After predicting volume using the Random Forest model, the k-NN model was applied to the new products dataset to see whether there is a general agreement between both models, which would give extra strength to the predictions.
##predict on newproductattributes using kNN
finalPred2 <- predict(mod_kNN3, newdata=new.transformed)

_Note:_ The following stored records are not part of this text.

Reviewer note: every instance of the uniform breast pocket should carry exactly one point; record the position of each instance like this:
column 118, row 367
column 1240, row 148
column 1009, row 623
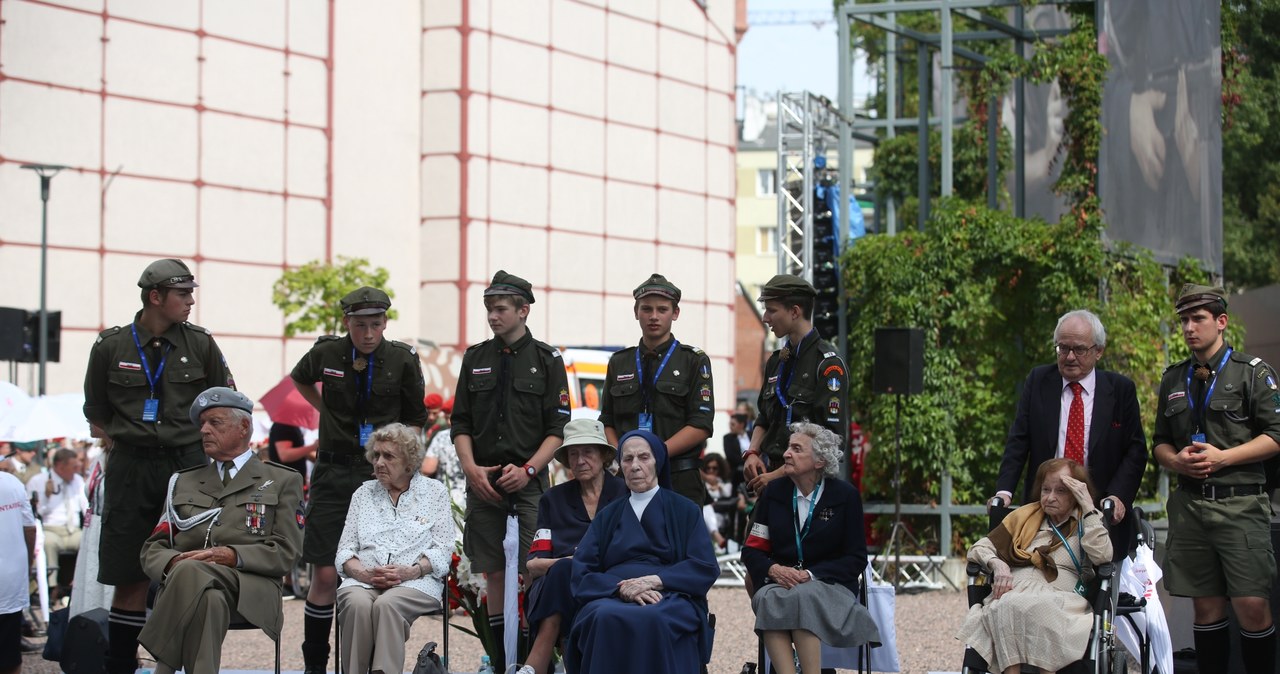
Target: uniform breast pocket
column 1232, row 407
column 626, row 398
column 254, row 513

## [1] 570.4000 294.6667 525.3333 48.0000 18.5000 48.0000 876.0000
## [8] 110.0000 16.0000 876.0000 1294.4000 310.6667 576.0000 111.3846
## [15] 110.0000 1044.0000 16.0000 48.0000 48.0000 111.3846 110.0000
## [22] 16.0000 18.5000 1294.4000
#Add predictions to the new products data set
output3 <- newproductattributes2017
output3$predictions <- finalPred2
## ProductType ProductNum PositiveServiceReview predictions
## 1 Tablet 187 90 1294.4000
## 2 GameConsole 307 59 1294.4000
## 3 GameConsole 199 32 1044.0000
## 4 Netbook 180 28 876.0000
## 5 Tablet 186 28 876.0000
## 6 Smartphone 194 14 576.0000
## 7 PC 171 12 570.4000
## 8 Laptop 173 11 525.3333
## 9 Smartphone 193 8 310.6667
## 10 PC 172 7 294.6667
Sales predictions for the 4 target product types: PC, Laptops, Netbooks and Smartphones
## ProductType ProductNum PositiveServiceReview predictions
## 1 PC 171 12 570.4000
## 2 PC 172 7 294.6667
## 3 Laptop 173 11 525.3333
## 4 Laptop 175 2 48.0000
## 5 Laptop 176 0 18.5000
## 6 Netbook 178 2 48.0000
## 7 Netbook 180 28 876.0000
## 8 Netbook 181 5 110.0000
## 9 Netbook 183 1 16.0000
## 10 Smartphone 193 8 310.6667
## 11 Smartphone 194 14 576.0000
## 12 Smartphone 195 4 111.3846
## 13 Smartphone 196 5 110.0000
Mean sales prediction, grouped by Product Type
## # A tibble: 4 x 2
## ProductType mean
## <fct> <dbl>
## 1 PC 433.
## 2 Smartphone 277.
## 3 Netbook 262.
## 4 Laptop 197.
Using both models (Random Forest and kNN) we could see a general agreement. There was an overlap in top products sorted by predicted volumes. PC was the top product with the highest predicted Volume, followed by Netbook, Smartphone and Laptop. Descriptive statistics demonstrated comparable values regarding PositiveServiceReviews and x4StarReviews, justifying generalization of the model to the new data.